Neither the source nor the benefit was specified in the SEC’s complaint.

SEC Settlement

On March 29, Sarkesian and the investment vehicle he managed, Quorne Ltd., agreed to settle the case without admitting wrongdoing. They agreed to forfeit $616,000 in profits and pay a $93,806 fine.

The SEC had earlier dropped allegations over the separate purchase of 237 options after the purchaser cooperated with the agency’s enforcement staff, according to records in federal court in Manhattan.

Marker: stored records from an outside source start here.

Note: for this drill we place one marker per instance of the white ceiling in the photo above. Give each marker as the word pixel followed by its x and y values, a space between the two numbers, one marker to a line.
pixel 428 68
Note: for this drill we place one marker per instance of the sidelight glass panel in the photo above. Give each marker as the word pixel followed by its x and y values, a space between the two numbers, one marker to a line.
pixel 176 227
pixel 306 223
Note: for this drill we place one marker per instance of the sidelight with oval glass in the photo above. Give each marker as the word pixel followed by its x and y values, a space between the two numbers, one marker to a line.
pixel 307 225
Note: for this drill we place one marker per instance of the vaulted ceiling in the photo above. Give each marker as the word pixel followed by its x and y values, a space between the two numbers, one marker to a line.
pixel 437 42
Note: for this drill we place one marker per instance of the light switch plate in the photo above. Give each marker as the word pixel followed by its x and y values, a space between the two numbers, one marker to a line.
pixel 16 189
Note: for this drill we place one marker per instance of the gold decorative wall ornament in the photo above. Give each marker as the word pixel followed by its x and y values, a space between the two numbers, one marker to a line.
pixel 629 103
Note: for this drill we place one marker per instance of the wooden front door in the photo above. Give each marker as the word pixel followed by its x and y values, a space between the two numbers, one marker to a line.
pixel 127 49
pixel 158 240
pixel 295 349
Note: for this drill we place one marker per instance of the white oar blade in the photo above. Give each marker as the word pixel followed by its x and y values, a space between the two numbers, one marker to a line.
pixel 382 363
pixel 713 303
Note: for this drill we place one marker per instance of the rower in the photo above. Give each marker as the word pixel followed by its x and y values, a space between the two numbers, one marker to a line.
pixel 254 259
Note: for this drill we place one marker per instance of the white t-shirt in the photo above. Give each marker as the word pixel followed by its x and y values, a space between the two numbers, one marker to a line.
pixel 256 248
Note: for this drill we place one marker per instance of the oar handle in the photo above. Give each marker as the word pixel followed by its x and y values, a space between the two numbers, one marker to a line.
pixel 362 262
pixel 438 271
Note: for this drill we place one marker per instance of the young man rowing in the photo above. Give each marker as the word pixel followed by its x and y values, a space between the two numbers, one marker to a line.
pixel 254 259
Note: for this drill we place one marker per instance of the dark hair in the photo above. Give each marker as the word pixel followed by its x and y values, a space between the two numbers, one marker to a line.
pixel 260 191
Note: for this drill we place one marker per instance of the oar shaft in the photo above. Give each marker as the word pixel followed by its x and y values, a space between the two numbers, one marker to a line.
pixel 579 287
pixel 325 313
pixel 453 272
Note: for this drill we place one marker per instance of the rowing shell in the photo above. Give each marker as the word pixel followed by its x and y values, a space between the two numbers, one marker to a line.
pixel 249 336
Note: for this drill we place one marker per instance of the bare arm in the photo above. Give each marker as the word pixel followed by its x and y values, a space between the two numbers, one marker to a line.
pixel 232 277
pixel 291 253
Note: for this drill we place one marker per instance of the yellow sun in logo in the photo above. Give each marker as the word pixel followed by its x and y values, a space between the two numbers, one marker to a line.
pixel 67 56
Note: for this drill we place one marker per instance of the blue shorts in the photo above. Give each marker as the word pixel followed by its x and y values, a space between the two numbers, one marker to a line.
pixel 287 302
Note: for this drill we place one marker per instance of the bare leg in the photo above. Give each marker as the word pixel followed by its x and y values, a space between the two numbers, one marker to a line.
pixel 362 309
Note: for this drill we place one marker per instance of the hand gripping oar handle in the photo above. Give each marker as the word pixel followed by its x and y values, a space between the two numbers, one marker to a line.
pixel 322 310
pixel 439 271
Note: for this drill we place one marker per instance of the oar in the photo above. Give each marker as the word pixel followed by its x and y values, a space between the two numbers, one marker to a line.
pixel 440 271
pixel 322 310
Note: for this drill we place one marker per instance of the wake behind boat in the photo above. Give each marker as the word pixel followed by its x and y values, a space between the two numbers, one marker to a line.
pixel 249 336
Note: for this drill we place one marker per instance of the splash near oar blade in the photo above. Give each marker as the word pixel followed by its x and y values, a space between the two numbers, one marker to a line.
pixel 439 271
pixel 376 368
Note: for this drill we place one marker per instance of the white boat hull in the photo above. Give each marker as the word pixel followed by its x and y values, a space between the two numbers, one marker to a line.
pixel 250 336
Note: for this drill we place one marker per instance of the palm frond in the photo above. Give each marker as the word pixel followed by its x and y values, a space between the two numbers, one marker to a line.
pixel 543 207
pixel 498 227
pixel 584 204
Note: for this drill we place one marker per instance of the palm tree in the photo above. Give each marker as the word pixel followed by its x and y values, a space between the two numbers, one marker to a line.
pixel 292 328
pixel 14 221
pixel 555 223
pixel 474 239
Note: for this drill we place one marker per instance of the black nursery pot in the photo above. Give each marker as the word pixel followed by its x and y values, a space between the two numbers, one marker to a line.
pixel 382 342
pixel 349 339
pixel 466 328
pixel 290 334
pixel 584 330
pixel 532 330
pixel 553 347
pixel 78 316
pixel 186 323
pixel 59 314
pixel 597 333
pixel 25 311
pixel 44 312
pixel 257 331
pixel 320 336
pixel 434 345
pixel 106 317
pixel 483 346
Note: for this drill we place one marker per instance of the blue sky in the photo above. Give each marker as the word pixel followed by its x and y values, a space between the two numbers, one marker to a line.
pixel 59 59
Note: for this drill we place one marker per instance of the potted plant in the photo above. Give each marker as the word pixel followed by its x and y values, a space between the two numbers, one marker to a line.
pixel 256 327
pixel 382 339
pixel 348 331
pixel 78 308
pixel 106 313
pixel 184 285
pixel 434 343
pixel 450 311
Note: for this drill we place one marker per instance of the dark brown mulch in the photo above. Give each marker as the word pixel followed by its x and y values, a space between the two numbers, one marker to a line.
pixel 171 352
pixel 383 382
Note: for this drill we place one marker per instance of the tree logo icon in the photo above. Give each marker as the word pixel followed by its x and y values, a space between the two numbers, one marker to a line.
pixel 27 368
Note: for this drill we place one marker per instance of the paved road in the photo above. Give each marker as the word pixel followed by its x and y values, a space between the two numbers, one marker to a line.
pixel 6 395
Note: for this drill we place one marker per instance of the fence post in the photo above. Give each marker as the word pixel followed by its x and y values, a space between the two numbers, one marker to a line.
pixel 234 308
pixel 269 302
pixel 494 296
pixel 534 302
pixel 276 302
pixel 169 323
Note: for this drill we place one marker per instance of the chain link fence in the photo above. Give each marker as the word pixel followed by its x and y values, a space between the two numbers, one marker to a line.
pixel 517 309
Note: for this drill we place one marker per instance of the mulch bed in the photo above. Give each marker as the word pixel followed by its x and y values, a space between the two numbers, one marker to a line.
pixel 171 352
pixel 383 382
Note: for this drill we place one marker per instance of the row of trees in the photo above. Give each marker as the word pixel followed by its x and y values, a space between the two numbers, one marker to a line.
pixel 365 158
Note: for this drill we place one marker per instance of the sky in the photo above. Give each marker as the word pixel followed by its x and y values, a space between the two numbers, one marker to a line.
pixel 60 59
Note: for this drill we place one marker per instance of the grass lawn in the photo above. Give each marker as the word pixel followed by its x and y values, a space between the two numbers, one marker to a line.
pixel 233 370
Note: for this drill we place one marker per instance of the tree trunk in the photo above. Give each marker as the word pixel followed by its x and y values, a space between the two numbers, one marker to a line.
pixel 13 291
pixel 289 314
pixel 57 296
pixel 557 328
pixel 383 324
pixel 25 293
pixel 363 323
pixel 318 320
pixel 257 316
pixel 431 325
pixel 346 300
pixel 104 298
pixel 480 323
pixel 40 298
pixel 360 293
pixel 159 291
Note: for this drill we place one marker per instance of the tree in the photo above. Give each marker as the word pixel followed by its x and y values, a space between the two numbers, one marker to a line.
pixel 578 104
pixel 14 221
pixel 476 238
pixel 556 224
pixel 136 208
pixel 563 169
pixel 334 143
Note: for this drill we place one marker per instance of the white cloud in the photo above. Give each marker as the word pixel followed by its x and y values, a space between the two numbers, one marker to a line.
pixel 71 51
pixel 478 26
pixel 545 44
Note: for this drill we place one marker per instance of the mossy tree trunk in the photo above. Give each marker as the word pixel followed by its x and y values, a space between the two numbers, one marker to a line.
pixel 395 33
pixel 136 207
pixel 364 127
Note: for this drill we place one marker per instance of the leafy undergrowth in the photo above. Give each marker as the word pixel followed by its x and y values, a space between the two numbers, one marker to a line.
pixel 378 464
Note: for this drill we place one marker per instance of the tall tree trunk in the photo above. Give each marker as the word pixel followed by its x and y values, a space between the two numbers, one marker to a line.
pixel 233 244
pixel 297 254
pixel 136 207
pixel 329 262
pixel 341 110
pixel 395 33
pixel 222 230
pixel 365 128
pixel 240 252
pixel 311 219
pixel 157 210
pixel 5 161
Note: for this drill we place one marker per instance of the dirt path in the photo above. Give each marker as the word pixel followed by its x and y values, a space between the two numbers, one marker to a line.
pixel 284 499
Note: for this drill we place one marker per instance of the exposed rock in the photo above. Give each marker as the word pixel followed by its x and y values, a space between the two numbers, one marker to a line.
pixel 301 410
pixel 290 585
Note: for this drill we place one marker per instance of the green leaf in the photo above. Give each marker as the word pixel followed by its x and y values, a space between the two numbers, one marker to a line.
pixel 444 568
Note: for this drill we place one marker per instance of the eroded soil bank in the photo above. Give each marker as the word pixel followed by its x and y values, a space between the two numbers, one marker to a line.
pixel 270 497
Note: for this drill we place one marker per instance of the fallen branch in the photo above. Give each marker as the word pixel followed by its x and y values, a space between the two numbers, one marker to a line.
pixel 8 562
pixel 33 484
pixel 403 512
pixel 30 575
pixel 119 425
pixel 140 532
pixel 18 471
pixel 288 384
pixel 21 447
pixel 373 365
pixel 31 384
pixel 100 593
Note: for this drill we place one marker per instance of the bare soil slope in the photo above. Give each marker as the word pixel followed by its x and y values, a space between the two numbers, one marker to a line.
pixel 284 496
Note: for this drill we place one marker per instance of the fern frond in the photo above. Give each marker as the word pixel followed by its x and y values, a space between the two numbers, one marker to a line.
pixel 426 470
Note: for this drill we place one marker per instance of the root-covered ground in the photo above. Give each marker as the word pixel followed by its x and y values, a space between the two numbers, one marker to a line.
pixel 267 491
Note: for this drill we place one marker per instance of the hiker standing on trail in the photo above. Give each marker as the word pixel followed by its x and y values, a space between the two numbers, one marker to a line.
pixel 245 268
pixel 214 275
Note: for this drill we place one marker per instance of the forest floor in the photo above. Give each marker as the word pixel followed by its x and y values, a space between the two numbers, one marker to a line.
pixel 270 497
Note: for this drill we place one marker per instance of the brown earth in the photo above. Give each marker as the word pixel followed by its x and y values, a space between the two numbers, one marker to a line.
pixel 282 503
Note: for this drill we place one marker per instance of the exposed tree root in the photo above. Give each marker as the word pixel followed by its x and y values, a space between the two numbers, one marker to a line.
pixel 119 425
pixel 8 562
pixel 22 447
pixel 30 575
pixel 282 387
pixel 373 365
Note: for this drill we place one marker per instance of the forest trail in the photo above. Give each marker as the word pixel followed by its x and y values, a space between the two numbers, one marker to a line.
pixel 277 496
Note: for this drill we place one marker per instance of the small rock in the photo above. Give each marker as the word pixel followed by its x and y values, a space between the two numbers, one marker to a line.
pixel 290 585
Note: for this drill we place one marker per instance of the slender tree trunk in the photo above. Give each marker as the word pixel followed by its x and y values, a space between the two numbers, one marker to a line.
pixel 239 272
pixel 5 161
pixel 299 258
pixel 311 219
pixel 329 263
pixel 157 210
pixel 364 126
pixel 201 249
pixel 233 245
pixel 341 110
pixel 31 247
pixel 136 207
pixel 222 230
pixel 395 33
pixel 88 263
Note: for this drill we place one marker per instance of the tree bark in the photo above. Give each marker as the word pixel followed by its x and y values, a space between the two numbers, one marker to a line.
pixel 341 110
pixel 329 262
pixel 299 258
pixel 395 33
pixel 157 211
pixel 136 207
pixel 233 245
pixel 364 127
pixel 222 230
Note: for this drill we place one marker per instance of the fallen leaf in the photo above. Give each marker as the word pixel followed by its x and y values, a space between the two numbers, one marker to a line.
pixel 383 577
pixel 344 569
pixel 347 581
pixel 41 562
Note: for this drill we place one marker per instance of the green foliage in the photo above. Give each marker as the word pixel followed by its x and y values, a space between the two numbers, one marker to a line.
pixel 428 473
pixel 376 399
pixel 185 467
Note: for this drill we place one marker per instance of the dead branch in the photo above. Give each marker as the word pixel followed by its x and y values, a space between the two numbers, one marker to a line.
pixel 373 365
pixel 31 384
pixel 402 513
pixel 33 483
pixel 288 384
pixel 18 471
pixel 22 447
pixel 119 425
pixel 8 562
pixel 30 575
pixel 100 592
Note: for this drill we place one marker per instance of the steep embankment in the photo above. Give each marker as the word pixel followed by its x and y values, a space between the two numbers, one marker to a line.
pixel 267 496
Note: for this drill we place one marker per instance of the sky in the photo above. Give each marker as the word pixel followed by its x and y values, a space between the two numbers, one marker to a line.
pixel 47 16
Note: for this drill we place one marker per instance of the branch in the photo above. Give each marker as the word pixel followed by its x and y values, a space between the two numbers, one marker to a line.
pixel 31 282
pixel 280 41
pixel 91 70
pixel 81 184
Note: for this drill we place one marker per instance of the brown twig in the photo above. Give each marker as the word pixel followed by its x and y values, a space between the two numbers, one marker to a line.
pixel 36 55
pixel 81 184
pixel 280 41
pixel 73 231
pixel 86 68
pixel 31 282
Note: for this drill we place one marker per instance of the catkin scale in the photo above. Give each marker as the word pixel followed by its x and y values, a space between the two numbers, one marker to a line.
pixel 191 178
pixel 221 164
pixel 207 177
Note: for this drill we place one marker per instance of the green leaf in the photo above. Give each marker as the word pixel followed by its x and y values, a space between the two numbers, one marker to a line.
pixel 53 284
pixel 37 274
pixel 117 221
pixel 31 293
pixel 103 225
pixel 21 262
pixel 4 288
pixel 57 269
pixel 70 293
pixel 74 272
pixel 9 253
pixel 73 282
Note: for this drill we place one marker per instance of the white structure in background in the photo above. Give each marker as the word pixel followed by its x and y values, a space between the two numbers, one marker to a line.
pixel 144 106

Michael Dailey, a lawyer for Sarkesian and Quorne, didn’t return a call yesterday seeking comment on the case. He previously declined to comment on the lawsuit.

In a separate case, a U.K. man, Taiyyib Ali Munir, pleaded guilty in federal court in Brooklyn, New York, on Oct. 15 to conspiring in an insider-trading scheme involving InterMune, Global Industries Ltd. and Tyco International Ltd. Munir, who lives in London and worked in the financial industry, admitted that he agreed to obtain and sell confidential earnings reports of public companies from December 2011 to July 2012.

Munir, who has yet to be sentenced, had told a government informant that illegal tips he got could be traced by to an ex-New York Stock Exchange director, according to court papers.

The case is SEC v. One or More Unknown Purchasers of Options of InterMune, 10-cv-9560, U.S. District Court, Southern District of New York (Manhattan).